El centro federal nunca estuvo diseñado para albergar mujeres, no había un doctor para mujeres, ni separación entre hombres y mujeres, ni penales cercanos a sus domicilios, donde tuvieran tratamiento y atención de una ginecóloga. Hoy no tenemos reportes de mujeres en centros federales de máxima seguridad.

¿Reconoce la CNDH el término preso político?

- No, la Comisión reconoce que puede haber violaciones a derechos humanos pero no se pronuncia sobre el motivo de la detención, sino por la condición del ser humano.

¿Para la CNDH no existen presos políticos?

- No tenemos esta definición, son sujetos a un proceso judicial el cual no valoramos.

¿Tienen en puerta alguna recomendación de estos casos?

- No te podría adelantar, la mayoría ya están concluidos, además esto no es lineal de que ya se acabó, no, estas personas han acudido con nosotros en diferentes etapas de su vida, entonces no es que esté cerrada la puerta al pronunciamiento de que si existe o no una posibilidad.

¿Por qué siguen presas estas personas?

- Como la gente continúa en prisión, es probable que se presenten situaciones y va haber una recomendación si se acredita que están sucediendo hechos violatorios a los derechos humanos.

¿En La Palma cómo encontró las condiciones?

- En términos generales bien, está haciendo su esfuerzo la autoridad.

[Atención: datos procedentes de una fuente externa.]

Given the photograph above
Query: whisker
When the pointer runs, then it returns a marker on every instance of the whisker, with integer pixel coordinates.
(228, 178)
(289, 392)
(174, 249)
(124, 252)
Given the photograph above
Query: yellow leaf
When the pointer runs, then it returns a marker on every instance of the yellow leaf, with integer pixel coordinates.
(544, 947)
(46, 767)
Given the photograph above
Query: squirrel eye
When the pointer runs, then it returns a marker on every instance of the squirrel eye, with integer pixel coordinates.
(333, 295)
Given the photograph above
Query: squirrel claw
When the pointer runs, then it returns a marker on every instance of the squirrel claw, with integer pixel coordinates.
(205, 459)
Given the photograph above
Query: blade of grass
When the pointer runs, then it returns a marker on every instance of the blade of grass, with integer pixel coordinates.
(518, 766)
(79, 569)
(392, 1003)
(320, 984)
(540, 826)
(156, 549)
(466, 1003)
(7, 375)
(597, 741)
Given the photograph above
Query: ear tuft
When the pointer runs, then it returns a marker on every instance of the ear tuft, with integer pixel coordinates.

Hubo un problema grave en ese penal de máxima seguridad, se están recuperando las condiciones y reorganizando la vida interna, mis abogados fueron a los demás centros federales, hicimos una supervisión durante un mes. Estamos recabando elementos para hacer en su momento los pronunciamientos.

- ¿Hay disposición de las autoridades para mejorar?

- Sí, claro, las autoridades en ocasiones son difíciles por la mecánica misma de los reos, el tipo de prisión y la dinámica que no es tan sencilla si el reo tiene 50, 60 abogados es complicado estar moviendo audiencias, sus visitas familiares, es un penal de máxima seguridad.

- ¿Cuánto tarda en integrar un expediente?

- La ley no nos marca un término, cada caso es concreto, y la gran mayoría de los asuntos se concluyen antes de los seis meses que se presentan.

¿Por qué estos casos no han generado una recomendación en 10 años?

- Porque habría que estudiar los expedientes de cada uno. Hay varios que tuvieron más de tres asuntos, no se acreditó, en esos casos, eso ya tendría que ser objeto de un estudio de cuáles fueron las causales de conclusión pero son materia reservada.

En algunos casos se emitieron recomendaciones y se concluyeron los expedientes por diversas razones. Ahora, habría que cruzar la información con las recomendaciones emitidas, eso no quiere decir que en todos los asuntos en que no haya habido recomendación necesariamente implica que no haya una violación a los derechos humanos. Hay muchos casos que se concluyen por conciliación por violaciones no graves.